The current mood of the little nikki girl
*Gavin Anthony* - April 04, 2005
*Distractions* - February 24, 2005
*Othello, tha Moore of Vefunky Ass* - February 18, 2005
*Constantine* - February 09, 2005
*Weirdness* - January 29, 2005


What's my motivation in this scene? March 27, 2002 - 3:52 p.m.

Cue the 'woe is me' whiny entry....

I'm feeling completely useless. No motivation. Not ambitious in the slightest. You'd think that with my entire wishlist of superficial crap, I'd be eager to get something done. If nothing else, my desire to get away from my current location should be reason enough to work for an outcome. Yet, nothing. I realize it only makes matters worse to be annoyed at myself with it, but that's how I feel. The typical feeling I'm sure everyone gets... like I'm a waste of human flesh. Someone else should be in my place in line, and do good things in the world. If that someone really is me, please hand me a shovel so I can dig her out and bury whatever this thing is that's walking around in here.

I may be wrong, but I can't stop thinking that the reason I should be motivated is the exact same reason that I'm lacking the determination. It's really difficult to explain my position. It's like I'm physically stuck, and everything is caving in on me mentally. Of course the physical effects the mental.

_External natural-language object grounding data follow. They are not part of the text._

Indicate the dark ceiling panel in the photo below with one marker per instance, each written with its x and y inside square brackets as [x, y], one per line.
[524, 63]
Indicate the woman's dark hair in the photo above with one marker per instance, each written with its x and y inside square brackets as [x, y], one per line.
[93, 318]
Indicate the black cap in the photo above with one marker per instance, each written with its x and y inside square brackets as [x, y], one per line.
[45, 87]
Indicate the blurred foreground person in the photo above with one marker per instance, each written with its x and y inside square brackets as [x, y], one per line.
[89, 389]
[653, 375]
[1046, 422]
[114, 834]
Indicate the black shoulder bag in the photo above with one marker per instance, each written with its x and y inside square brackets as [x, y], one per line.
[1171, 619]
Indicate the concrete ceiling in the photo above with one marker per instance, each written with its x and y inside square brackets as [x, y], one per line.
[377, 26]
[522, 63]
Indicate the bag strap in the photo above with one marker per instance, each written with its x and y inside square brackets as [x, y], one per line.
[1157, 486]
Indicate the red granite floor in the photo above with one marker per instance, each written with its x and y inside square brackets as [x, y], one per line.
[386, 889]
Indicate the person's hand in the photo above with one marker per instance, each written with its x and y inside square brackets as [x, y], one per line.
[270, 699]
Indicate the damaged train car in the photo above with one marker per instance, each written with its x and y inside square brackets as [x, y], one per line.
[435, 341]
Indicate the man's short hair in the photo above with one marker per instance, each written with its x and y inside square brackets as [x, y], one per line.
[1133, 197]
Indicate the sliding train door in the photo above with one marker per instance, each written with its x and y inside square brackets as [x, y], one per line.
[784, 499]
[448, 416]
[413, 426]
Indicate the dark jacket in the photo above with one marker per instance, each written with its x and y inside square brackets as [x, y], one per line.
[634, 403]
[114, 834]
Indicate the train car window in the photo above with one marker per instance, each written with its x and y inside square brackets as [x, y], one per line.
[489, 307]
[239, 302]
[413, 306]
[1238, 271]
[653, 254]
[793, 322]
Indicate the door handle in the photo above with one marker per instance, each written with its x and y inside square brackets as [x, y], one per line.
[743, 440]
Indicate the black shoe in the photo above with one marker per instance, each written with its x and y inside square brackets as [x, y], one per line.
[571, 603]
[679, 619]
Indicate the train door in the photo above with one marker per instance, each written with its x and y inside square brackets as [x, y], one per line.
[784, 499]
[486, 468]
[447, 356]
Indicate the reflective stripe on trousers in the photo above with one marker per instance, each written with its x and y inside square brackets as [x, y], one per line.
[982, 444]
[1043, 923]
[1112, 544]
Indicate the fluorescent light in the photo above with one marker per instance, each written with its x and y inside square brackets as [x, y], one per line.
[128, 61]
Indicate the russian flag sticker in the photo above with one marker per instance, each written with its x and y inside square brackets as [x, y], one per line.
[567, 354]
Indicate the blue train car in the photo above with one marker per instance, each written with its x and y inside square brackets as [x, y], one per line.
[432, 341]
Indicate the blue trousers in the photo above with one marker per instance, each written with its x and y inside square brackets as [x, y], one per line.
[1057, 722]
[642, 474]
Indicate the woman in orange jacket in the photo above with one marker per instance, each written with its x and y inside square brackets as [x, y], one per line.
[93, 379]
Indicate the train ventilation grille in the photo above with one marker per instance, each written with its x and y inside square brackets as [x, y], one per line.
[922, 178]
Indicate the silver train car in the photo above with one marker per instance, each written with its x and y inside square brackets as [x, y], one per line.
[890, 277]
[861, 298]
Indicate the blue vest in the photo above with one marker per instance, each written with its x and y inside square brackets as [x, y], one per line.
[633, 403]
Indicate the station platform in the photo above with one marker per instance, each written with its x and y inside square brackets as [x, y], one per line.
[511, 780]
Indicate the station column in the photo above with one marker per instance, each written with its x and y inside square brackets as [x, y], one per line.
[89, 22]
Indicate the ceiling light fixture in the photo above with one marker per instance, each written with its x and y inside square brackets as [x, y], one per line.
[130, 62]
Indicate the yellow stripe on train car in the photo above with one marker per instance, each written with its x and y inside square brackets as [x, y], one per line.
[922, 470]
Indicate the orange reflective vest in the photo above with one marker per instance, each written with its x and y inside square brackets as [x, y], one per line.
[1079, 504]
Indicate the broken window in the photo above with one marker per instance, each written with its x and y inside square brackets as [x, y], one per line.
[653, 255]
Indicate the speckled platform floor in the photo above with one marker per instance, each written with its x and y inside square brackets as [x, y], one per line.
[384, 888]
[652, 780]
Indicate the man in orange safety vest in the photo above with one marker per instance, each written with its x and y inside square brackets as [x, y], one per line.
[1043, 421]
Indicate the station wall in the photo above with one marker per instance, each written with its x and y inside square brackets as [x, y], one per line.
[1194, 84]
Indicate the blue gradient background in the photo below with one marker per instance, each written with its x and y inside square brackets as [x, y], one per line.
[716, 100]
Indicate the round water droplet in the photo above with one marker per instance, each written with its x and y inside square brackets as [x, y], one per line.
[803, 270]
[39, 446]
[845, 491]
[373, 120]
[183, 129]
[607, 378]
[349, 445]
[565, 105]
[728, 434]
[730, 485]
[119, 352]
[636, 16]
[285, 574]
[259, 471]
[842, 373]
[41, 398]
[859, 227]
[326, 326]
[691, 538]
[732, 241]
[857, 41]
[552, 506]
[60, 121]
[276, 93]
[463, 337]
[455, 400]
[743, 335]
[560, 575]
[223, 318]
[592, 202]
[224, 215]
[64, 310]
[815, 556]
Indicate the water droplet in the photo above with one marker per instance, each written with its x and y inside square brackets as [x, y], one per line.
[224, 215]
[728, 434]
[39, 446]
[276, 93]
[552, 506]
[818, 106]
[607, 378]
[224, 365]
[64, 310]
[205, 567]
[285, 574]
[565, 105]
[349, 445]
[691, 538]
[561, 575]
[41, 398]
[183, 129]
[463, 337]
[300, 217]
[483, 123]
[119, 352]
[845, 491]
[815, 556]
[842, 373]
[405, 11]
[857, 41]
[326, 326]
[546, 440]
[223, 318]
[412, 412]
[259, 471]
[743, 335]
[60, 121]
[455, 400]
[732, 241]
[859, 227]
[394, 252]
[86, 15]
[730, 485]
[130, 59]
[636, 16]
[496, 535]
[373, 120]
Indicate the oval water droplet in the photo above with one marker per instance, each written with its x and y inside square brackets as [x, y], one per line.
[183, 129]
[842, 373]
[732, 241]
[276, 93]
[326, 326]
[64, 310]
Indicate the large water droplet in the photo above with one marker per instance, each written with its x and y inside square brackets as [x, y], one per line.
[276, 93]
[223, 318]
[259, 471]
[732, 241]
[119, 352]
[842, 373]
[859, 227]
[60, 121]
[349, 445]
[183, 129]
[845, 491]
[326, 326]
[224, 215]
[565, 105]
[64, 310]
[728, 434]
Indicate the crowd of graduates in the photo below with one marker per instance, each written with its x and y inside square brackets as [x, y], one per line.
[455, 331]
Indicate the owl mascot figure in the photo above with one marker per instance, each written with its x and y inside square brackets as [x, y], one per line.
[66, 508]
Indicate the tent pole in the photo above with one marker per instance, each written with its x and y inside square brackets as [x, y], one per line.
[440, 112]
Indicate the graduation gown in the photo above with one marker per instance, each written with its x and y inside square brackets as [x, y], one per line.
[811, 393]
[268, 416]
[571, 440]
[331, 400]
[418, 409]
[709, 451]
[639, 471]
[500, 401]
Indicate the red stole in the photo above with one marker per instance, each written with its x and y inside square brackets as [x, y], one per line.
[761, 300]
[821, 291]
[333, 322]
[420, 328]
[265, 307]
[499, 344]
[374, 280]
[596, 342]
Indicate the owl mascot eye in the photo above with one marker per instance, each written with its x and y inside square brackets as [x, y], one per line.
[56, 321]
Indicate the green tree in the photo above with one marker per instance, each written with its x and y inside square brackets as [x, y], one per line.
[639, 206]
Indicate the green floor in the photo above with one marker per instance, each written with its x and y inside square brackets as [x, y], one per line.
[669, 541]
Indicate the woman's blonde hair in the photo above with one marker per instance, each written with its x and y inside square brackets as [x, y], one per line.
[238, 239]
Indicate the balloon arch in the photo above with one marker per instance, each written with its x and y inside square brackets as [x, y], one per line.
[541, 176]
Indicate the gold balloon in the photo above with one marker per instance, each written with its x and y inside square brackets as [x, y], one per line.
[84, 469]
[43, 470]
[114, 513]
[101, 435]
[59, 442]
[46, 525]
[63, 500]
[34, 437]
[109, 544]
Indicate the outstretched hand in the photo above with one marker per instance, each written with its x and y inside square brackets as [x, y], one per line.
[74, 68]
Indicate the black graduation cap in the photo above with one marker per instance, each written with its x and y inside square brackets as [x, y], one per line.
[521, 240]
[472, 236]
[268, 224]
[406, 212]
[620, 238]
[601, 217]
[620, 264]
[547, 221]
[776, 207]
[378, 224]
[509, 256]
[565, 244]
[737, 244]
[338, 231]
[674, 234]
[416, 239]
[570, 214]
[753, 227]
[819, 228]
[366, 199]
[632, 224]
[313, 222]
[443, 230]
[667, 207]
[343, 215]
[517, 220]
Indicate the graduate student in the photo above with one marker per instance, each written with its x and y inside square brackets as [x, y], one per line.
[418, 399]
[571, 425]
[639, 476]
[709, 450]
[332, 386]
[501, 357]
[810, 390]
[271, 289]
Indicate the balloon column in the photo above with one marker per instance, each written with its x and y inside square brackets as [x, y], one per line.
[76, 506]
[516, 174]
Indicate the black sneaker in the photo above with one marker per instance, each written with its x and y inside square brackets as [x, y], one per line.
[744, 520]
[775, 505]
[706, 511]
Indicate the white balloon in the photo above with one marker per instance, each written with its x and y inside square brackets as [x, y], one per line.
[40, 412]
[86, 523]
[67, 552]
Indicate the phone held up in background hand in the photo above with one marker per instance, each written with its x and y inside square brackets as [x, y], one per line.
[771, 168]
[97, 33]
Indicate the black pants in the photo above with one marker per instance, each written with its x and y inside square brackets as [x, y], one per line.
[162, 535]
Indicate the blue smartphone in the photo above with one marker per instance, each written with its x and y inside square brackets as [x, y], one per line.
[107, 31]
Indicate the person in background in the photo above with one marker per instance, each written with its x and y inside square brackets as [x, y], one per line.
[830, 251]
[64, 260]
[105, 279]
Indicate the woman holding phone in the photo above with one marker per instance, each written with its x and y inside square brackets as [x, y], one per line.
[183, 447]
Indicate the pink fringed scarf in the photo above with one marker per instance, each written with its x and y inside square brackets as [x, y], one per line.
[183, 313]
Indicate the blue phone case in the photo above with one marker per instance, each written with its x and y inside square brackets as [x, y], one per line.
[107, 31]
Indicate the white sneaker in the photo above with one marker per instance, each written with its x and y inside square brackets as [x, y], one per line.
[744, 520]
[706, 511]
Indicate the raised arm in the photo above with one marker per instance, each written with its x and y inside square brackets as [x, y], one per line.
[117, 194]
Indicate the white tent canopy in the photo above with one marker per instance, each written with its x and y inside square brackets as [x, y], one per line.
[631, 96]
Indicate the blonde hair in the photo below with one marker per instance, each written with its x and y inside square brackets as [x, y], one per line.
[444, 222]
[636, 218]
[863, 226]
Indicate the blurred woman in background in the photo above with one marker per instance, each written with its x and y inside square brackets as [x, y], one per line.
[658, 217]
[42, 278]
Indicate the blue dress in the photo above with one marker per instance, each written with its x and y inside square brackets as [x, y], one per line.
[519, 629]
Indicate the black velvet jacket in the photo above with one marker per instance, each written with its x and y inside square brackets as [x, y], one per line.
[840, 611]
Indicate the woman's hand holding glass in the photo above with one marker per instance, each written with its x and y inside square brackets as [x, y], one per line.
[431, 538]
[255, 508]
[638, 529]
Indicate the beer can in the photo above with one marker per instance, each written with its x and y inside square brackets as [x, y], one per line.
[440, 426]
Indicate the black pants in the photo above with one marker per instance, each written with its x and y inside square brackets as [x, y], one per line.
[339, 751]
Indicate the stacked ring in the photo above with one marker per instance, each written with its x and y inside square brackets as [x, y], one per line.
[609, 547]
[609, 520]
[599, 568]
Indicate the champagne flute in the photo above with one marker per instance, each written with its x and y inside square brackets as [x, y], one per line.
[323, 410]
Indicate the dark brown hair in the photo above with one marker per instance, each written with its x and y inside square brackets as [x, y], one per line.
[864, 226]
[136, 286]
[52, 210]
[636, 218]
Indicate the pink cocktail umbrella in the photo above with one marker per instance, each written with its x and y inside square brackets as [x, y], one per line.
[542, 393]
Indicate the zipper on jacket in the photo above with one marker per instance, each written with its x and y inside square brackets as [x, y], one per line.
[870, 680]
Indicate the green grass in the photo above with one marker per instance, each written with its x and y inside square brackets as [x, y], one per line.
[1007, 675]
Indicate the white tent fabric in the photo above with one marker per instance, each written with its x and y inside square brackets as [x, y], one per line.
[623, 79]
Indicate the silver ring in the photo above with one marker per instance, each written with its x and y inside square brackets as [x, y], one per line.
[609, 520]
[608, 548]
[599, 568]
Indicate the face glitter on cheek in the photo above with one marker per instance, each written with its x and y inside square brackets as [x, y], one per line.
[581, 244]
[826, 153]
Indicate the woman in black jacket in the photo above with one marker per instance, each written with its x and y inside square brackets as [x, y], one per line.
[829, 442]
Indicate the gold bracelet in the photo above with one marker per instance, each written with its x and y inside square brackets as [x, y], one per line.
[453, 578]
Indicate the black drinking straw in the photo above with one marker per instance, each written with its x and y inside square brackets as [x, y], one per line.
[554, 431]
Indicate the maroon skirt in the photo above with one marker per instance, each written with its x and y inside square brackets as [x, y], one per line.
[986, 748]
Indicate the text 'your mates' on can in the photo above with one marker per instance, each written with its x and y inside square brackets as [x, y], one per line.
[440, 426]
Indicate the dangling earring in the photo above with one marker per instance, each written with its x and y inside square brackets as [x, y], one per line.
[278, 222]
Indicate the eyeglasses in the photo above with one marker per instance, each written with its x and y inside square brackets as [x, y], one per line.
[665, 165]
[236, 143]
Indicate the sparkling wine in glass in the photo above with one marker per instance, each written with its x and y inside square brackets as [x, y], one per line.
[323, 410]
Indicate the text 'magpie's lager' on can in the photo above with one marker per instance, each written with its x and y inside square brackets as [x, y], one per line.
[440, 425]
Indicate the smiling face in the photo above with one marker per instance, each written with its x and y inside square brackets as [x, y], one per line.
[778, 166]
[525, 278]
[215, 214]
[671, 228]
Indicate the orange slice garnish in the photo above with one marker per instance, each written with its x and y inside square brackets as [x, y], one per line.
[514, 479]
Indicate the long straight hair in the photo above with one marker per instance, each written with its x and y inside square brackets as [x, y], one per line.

*searching for words here*

I'm not actually 'stuck' like strapped in bed or anything... it's more like... cluttered. Claustrophobia kicks in. Yeah, I think cluttered describes it best. But this level of cluttered is insane.

Imagine a very small, narrow walkway, with endlessy tall walls on either side. The path leads on forever, but not in a straight line. You won't know where the next turn will be or what will be around it, until you get to it or unless you've been there before and have it memorized. That's how I feel. And I don't mean just as a wordy metaphor. I mean I physically deal with that every day. I know that it can be changed, but it's not changing. And there's nothing I can do about it. Little by little, it's breaking me. I will soon be reduced to a rambling feeb. More so than what it appears of me now.